Kune-related claudins function in the same pathway of tracheal tube size control, but have unique roles in SJ organization. (A–C) Mutation to the Kune-related claudins, mega (A), sinu (B), and kune (C) all cause similar tracheal tube elongation defects. (D–F) Staining for Cor in the hindgut reveals that SJ organization is different in each of the three Kune-related claudins. mega embryos show complete mislocalization of Cor, but appear to have WT levels (D). Cor is reduced in sinu embryos, but retains an enrichment of Cor at the SJ (E, bracket). Cor is reduced and completely mislocalized in kune hindguts (F). (G–I) In contrast to mega (G) and sinu (H) salivary glands, kune salivary glands display a dramatic disruption in Cor levels and localization (I). (J–L) The trachea of mega; kune (J), kune; sinu (K), and mega; kune; sinu (L) embryos do not appear to be any worse than the single mutants (A–C). (M–R) Cor levels and localization in the double and triple mutants appear similar to kune single mutants (F and I), suggesting that the kune phenotype is the most severe. See Figure 2, D′ and D″, for WT comparison.
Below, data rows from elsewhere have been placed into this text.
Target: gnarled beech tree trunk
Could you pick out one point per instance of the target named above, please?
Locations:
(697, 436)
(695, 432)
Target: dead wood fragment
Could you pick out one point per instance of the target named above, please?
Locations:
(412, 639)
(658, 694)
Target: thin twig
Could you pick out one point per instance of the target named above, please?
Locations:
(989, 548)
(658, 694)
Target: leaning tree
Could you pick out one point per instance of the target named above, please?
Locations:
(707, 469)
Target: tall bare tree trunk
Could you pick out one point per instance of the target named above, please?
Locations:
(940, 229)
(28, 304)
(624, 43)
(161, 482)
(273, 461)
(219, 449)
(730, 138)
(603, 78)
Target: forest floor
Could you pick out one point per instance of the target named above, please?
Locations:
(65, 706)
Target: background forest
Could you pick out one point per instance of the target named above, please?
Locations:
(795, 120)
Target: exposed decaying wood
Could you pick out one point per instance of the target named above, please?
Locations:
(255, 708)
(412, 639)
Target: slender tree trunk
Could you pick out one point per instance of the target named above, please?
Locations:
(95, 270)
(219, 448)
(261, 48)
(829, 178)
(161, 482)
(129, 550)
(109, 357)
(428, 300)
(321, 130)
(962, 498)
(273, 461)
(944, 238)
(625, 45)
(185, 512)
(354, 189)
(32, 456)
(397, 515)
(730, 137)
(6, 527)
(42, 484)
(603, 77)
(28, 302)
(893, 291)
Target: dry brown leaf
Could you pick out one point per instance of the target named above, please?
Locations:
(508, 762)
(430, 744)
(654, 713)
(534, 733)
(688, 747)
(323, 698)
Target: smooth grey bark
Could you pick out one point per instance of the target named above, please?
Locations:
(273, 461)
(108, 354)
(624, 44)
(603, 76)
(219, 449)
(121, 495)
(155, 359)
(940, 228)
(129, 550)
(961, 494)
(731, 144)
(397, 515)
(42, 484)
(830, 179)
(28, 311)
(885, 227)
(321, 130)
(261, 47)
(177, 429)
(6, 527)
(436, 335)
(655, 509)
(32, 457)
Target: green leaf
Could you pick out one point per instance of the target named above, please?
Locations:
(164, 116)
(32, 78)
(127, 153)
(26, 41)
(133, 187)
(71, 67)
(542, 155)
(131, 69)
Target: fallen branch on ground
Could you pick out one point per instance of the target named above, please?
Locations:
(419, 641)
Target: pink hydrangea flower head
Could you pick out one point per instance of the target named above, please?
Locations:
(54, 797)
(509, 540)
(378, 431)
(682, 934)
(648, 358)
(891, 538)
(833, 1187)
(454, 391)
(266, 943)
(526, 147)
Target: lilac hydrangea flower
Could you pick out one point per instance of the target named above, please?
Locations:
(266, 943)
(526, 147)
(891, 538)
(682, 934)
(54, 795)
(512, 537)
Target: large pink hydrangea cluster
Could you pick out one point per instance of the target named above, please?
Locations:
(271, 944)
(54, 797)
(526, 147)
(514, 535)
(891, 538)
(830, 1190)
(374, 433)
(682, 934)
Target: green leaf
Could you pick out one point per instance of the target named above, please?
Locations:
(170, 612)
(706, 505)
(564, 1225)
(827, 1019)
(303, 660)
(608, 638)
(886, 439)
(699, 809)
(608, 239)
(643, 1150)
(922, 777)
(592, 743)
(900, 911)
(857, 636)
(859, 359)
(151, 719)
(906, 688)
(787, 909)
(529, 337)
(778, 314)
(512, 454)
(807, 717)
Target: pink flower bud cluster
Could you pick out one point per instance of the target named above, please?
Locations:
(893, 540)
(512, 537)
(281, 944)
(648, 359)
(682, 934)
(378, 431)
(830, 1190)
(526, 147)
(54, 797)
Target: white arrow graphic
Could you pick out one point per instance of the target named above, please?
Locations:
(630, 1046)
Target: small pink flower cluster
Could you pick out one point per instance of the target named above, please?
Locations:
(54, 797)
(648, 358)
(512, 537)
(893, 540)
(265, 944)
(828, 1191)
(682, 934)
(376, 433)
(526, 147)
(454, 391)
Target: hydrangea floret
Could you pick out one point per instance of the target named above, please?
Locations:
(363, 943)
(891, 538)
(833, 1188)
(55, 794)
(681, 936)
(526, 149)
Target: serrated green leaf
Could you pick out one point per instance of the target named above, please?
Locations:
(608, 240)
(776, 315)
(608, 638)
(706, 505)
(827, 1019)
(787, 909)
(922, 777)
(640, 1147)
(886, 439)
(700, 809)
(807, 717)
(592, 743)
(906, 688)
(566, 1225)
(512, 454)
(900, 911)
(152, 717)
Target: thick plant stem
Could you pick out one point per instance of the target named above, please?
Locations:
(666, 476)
Dashed lines indicate basal surface. Scale bar: 10 μm for A–C and J–L in R, 5 μm for D–I and M–R in R.

Figure 7.—

Kune is not required for epithelial apical-basal polarity. (A–D) Apical localization of Crb is normal in the ventral epidermis of WT (A), yrt(z) (B), kune (C), and Atpα (D) animals at stage 12. (E and F) Embryos containing mutations in kune and yrt show normal localization of Crb (E). In contrast, Crb is completely mislocalized in yrt, Atpα double mutants (F), indicating a loss of apical-basal polarity. Scale bar: 10 μm for A–F in F.